Да, в минуту опасности российская власть прибегла к «демократизации» войны (объявили о наборе ополчения, назвали войну народной, допустили показ сражающихся крестьян и городских низов), но после того как опасность миновала, она решительно воспротивилась демократизации памяти о ней. И это отличало Россию от ее противника.
«Всеобщая военная обязанность, – писал Ю. Хабермас о послереволюционной Франции, – стала оборотной стороной гражданских прав еще со времен Французской революции. Готовность сражаться и умереть за Отечество должна была доказать наличие как национального самосознания, так и республиканского согласия. Это двойное кодирование проявляется также в надписях на местах исторической памяти: камни, обозначающие вехи в борьбе за республиканские свободы, связаны с символизмом смерти мемориальных церемоний, которыми чествуют павших на полях сражений»[581].

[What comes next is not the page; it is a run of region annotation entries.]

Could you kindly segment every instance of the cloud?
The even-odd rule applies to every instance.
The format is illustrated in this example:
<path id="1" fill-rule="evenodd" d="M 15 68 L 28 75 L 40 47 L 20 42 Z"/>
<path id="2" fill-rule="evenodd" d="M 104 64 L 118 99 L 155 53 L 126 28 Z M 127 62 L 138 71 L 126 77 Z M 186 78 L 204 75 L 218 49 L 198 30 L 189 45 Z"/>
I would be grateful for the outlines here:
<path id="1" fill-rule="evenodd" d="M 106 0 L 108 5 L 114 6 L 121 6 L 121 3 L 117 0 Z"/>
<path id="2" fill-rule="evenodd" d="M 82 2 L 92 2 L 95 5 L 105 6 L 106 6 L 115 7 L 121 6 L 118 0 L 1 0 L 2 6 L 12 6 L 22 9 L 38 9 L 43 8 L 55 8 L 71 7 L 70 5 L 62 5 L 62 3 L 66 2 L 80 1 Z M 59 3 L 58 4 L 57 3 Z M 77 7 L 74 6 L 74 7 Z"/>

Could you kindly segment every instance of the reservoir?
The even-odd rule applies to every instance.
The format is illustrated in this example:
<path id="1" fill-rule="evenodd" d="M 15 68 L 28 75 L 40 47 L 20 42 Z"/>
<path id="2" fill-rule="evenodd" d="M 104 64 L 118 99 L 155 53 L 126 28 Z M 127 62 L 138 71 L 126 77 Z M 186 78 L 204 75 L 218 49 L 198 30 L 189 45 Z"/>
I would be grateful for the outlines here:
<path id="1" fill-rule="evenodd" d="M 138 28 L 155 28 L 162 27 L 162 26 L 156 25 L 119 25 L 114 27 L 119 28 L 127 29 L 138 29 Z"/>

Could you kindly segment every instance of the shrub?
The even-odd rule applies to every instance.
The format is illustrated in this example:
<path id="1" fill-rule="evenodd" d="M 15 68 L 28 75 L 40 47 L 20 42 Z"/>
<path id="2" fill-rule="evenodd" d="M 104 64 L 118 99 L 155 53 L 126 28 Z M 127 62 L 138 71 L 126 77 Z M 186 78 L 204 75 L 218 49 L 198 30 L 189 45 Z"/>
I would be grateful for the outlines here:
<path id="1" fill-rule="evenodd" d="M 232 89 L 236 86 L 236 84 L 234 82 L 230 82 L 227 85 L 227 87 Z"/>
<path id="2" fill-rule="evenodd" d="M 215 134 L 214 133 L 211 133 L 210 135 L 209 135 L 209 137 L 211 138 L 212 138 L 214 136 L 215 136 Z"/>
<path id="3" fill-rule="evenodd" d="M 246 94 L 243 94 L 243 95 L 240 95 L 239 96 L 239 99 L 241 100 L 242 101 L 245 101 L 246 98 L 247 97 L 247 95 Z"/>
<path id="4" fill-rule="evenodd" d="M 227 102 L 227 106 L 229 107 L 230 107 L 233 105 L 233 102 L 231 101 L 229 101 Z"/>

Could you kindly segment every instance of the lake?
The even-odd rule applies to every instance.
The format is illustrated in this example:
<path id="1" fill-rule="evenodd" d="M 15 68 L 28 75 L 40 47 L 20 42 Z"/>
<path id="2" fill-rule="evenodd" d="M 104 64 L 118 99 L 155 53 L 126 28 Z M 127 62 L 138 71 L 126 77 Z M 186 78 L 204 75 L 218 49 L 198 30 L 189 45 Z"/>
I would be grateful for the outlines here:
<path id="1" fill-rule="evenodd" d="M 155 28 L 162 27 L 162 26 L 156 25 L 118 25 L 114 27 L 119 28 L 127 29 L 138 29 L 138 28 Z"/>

Ф. Толстой «Тройственный союз 1813 г.»
Очевидно, российской демократизации памяти о войне помешали теократическое политическое устройство страны и победа в противостоянии с наполеоновской Францией. Российское сознание не было травмировано поражением, и оставшимся в живых соотечественникам не пришлось идейно объединяться для того, чтобы простить себе негативное прошлое. А потому победа стала основой для официального утверждения легитимирующего мифа о правильности российской монархии и обеспеченного ею социального порядка[582]. В России не появилось ничего подобного альбому Фабера дю Фора с телами замерзших убитых и раненых солдат, с видами разграбленных деревень[583].
Объединяющий имперский миф «универсального христианства» мог быть создан только ценой подмены памяти о войне идеологизированной версией недавнего прошлого. Поэтому Александр I не допускал ритуального оплакивания жертв войны – ведь нельзя же, в самом деле, скорбеть об избранниках Господа. Можно лишь молиться за их души и прославлять их ратный подвиг. «Утешьтесь среди справедливыя скорби вашей!» – взывали проповедники в церквах.
Они не взошли в торжественныя врата Отечества торжествующего; но, яко воины-Христиане, торжественно вступили во врата вечности! Они не возлягут на лоне тишины и покоя отечественнаго; но, ах! Они возлегли уже на лоне покоя вечнаго, и торжествуют победы свои среди Церкви, и на небеси торжествующия! Тамо, тамо их венцы, тамо торжества, тамо покой, тамо слава неизреченная![584]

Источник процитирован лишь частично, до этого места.